The Class I E3 Ubiquitin Ligase TRIM67 Modulates Brain Development and Behavior

ABSTRACT

Specific class I members of the TRIM family of E3 ubiquitin ligases have been implicated in neuronal development from invertebrates to mammals. The single invertebrate class I TRIM and mammalian TRIM9 regulate axon branching and guidance in response to the axon guidance cue netrin-1, whereas mammalian TRIM46 establishes the axon initial segment.
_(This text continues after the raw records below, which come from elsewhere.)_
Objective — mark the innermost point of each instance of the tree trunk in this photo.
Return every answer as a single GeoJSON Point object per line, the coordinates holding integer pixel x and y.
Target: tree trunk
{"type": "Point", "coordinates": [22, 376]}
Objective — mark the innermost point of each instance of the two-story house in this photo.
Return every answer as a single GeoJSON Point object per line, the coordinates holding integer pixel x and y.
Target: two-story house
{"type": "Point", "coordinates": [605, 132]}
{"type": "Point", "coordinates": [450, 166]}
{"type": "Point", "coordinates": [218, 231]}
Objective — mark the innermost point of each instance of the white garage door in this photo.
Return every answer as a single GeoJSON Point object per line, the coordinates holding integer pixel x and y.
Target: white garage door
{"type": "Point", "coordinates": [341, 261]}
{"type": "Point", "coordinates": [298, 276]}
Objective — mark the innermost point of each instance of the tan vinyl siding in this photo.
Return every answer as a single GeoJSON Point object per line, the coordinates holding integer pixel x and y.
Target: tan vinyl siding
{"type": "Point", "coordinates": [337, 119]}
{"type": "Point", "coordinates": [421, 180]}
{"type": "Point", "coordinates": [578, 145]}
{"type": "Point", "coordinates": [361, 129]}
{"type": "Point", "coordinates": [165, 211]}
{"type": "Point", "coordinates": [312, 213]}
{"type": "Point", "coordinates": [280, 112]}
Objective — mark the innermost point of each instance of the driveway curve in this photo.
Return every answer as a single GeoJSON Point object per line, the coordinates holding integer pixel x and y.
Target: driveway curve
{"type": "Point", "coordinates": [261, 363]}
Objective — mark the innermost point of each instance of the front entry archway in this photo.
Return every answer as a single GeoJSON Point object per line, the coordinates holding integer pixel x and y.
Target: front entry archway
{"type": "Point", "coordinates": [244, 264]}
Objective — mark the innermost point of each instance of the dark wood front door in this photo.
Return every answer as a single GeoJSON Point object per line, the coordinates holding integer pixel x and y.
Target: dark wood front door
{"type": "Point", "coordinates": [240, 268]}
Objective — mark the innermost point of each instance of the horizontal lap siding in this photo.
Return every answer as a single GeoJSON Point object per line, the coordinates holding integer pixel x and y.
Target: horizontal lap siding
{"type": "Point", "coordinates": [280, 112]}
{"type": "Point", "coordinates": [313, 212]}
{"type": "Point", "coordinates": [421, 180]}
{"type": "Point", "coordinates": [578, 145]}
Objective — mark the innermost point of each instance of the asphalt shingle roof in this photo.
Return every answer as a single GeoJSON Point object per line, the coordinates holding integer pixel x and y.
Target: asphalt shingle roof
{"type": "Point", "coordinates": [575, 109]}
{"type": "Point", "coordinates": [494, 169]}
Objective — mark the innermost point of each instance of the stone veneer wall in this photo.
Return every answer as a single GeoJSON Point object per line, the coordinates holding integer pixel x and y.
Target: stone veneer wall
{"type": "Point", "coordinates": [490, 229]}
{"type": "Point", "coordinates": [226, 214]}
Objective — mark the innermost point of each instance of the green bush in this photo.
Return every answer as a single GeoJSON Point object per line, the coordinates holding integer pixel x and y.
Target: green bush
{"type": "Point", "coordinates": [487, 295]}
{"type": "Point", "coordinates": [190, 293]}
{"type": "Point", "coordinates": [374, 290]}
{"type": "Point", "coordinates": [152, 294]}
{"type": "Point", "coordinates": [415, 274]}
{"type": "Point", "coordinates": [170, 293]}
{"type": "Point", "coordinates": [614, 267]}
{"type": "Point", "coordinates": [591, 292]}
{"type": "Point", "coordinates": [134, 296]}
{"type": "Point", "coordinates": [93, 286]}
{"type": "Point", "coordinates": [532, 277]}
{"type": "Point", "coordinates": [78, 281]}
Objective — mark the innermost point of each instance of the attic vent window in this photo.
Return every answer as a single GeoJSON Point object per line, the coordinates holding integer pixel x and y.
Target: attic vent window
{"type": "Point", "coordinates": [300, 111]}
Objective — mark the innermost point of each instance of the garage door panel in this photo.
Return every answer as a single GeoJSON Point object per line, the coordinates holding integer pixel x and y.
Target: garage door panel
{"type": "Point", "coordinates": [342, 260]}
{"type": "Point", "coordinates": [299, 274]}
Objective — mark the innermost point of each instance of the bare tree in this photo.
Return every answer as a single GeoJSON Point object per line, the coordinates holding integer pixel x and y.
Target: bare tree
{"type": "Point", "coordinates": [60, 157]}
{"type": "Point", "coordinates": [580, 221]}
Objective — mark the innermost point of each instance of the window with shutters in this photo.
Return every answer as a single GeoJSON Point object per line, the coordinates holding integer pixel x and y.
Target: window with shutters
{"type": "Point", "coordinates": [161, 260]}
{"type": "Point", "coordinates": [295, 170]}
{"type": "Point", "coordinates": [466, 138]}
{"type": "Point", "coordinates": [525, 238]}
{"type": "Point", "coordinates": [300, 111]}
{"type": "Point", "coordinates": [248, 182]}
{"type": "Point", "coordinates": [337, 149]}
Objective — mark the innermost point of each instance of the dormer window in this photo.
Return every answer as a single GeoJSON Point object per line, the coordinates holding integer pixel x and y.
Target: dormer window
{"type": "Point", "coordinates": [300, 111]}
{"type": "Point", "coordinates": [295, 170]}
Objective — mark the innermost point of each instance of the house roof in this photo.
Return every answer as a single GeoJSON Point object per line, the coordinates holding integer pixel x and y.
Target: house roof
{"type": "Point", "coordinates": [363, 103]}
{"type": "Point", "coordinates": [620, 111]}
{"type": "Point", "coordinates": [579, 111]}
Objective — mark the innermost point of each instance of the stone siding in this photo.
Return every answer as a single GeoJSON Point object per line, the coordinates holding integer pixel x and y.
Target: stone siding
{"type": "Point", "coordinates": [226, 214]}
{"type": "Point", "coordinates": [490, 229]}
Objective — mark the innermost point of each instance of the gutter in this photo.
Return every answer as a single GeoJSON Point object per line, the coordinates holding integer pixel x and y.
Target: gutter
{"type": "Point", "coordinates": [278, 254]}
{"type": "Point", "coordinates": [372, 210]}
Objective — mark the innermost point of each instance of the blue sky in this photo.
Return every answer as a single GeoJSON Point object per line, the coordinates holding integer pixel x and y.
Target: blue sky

In humans, mutations in TRIM1 and TRIM18 are implicated in Optiz Syndrome, characterized by midline defects and often mild intellectual disability. TRIM67 is the most evolutionarily conserved vertebrate class I TRIM, yet is the least studied. Here we show that TRIM67 interacts with both its closest paralog TRIM9 and the netrin receptor DCC, and is differentially enriched in specific brain regions at specific developmental points. We describe the anatomical and behavioral consequences of deletion of murine Trim67. While viable, mice lacking Trim67 display severe impairments in spatial memory, cognitive flexibility, social novelty preference, muscle function and sensorimotor gating. Additionally, they exhibit abnormal anatomy of several brain regions, including the hippocampus, striatum and thalamus, as well as the corpus callosum. This study demonstrates the necessity for TRIM67 in appropriate brain development and function.